On closer inspection, many of them turned out to be wearing tiny earpieces that connected wirelessly to their smartphones.
What's next? Perhaps throngs of people in thick-framed sunglasses lurching down the streets, cocking and twisting their heads like extras in a zombie movie.
That's because later this year, Google is expected to start selling eyeglasses that will project information, entertainment and, this being a Google product, advertisements onto the lenses. The glasses are not being designed to be worn constantly - although Google engineers expect some users will wear them a lot - but will be more like smartphones, used when needed, with the lenses serving as a kind of see-through computer monitor.
"It will look very strange to onlookers when people are wearing these glasses," said William Brinkman, graduate director of the computer science and software engineering department at Miami University in Oxford, Ohio. "You obviously won't see what they can from the behind the glasses. As a result, you will see bizarre body language as people duck or dodge around virtual things."
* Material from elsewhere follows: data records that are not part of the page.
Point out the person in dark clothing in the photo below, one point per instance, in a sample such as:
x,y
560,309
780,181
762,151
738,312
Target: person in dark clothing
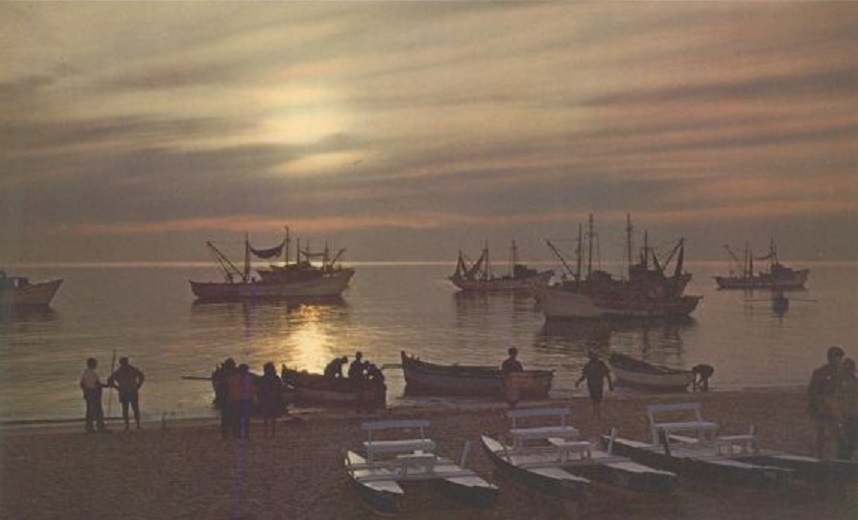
x,y
270,399
220,380
128,379
334,369
823,404
509,366
595,372
702,373
357,368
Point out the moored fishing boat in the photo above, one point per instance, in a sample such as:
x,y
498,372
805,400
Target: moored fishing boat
x,y
478,276
741,274
299,280
648,292
635,372
18,291
553,460
423,378
309,389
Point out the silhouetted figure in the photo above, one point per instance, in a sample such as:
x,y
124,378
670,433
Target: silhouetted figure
x,y
357,368
220,380
240,395
702,373
848,439
595,372
270,399
509,366
92,390
128,379
334,369
822,400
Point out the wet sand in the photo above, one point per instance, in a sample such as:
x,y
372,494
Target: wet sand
x,y
185,470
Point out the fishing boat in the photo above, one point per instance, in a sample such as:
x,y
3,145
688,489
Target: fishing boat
x,y
684,443
18,291
385,463
309,389
477,276
649,291
289,280
741,273
423,378
553,460
635,372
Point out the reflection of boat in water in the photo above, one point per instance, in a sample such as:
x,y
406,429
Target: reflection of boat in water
x,y
18,291
778,275
649,292
635,372
478,277
301,279
424,378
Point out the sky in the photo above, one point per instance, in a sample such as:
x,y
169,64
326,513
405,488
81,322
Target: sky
x,y
407,131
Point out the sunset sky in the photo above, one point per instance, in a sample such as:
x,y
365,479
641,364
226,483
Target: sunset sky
x,y
410,130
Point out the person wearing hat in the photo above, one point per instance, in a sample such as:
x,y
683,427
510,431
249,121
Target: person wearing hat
x,y
128,379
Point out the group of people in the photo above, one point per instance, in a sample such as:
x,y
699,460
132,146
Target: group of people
x,y
359,370
239,392
127,379
833,405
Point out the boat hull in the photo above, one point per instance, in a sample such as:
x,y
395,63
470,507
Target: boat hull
x,y
332,284
558,303
317,390
424,378
633,372
503,283
29,294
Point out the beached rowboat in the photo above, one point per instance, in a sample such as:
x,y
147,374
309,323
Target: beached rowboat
x,y
424,378
634,372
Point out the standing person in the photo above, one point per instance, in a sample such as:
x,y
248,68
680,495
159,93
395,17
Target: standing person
x,y
128,379
847,441
509,366
220,380
240,396
356,369
595,372
92,386
822,400
270,398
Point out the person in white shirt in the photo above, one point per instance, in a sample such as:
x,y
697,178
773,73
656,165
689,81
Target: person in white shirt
x,y
91,386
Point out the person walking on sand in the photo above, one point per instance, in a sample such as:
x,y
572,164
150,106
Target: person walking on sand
x,y
92,386
269,398
509,366
822,400
847,441
595,372
128,379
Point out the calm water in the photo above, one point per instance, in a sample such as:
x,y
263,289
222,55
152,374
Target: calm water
x,y
148,314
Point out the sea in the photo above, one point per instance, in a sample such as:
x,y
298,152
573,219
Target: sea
x,y
146,312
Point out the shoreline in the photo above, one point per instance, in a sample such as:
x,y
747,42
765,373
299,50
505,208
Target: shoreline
x,y
185,470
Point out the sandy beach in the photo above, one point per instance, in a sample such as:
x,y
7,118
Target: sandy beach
x,y
185,470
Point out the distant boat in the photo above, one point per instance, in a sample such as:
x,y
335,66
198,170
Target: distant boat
x,y
301,279
18,291
649,291
478,276
422,378
635,372
778,276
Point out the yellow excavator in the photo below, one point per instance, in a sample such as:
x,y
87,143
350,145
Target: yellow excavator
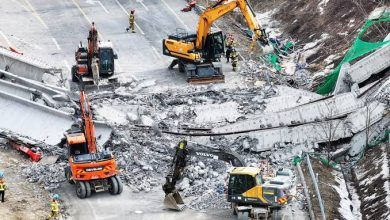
x,y
198,55
249,194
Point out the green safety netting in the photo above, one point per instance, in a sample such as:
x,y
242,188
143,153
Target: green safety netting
x,y
358,49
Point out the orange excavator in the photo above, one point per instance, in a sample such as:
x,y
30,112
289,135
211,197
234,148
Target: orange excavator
x,y
90,169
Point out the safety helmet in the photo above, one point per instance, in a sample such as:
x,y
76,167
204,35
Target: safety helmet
x,y
56,196
182,144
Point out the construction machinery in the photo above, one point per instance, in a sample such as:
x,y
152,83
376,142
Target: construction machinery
x,y
95,61
247,191
198,55
91,169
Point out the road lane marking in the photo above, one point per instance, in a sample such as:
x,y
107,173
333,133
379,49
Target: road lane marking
x,y
142,3
56,43
36,15
104,8
156,52
6,39
82,12
22,5
127,13
177,16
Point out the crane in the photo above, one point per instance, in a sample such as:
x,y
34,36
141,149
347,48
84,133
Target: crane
x,y
91,169
198,55
96,60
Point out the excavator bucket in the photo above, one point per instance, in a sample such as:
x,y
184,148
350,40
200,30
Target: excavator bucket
x,y
174,201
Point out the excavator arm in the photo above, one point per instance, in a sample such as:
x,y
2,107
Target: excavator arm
x,y
173,199
89,127
220,9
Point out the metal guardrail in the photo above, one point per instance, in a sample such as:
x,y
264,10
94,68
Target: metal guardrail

Mr. Brinkman, whose work focuses on augmented reality or the projection of a layer of information over physical objects, said his students had experimented on their own with virtual games and obstacle courses. "It looks really weird to outsiders when you watch people navigate these spaces," he said.
They have not seen the Google glasses. Few people have, because they are being built in the Google X offices, a secretive laboratory near Google's main Mountain View, Calif., campus where engineers and scientists are also working on robots and space elevators.
The glasses will use the same Android software that powers Android smartphones and tablets. Like smartphones and tablets, the glasses will be equipped with GPS and motion sensors. They will also contain a camera and audio inputs and outputs.
Several people who have seen the glasses, but who are not allowed to speak publicly about them, said that the location information was a major feature of the glasses. Through the built-in camera on the glasses, Google will be able to stream images to its rack computers and return augmented reality information to the person wearing them. For instance, a person looking at a landmark could see detailed historical information and comments about it left by friends. If facial recognition software becomes accurate enough, the glasses could remind a wearer of when and how he met the vaguely familiar person standing in front of him at a party. They might also be used for virtual reality games that use the real world as the playground.
People flailing their arms in midair as they play those games is a potentially humorous outcome of the virtual reality glasses. In a more serious vein is the almost certain possibility of privacy issues and ubiquitous advertisements. When someone is meeting a person for the first time, for example, Google could hypothetically match the person's face and tell people how many friends they share in common on social networks.
This month, the Electronic Privacy Information Center, a research and advocacy group for Internet privacy, asked the Federal Trade Commission to suspend the use of facial recognition software until the government could come up with adequate safeguards and privacy standards to protect citizens.
Mr. Brinkman said he was very excited by the possibilities of the glasses, but acknowledged that the augmented reality glasses could pose some ethical issues.
"In addition to privacy, it's also going to change real-world advertising, where companies can virtually place ads over other people's ads," he said. "I'm really interested in seeing how the government can successfully regulate augmented reality in this sense. They are not really going to know what people are seeing behind those glasses."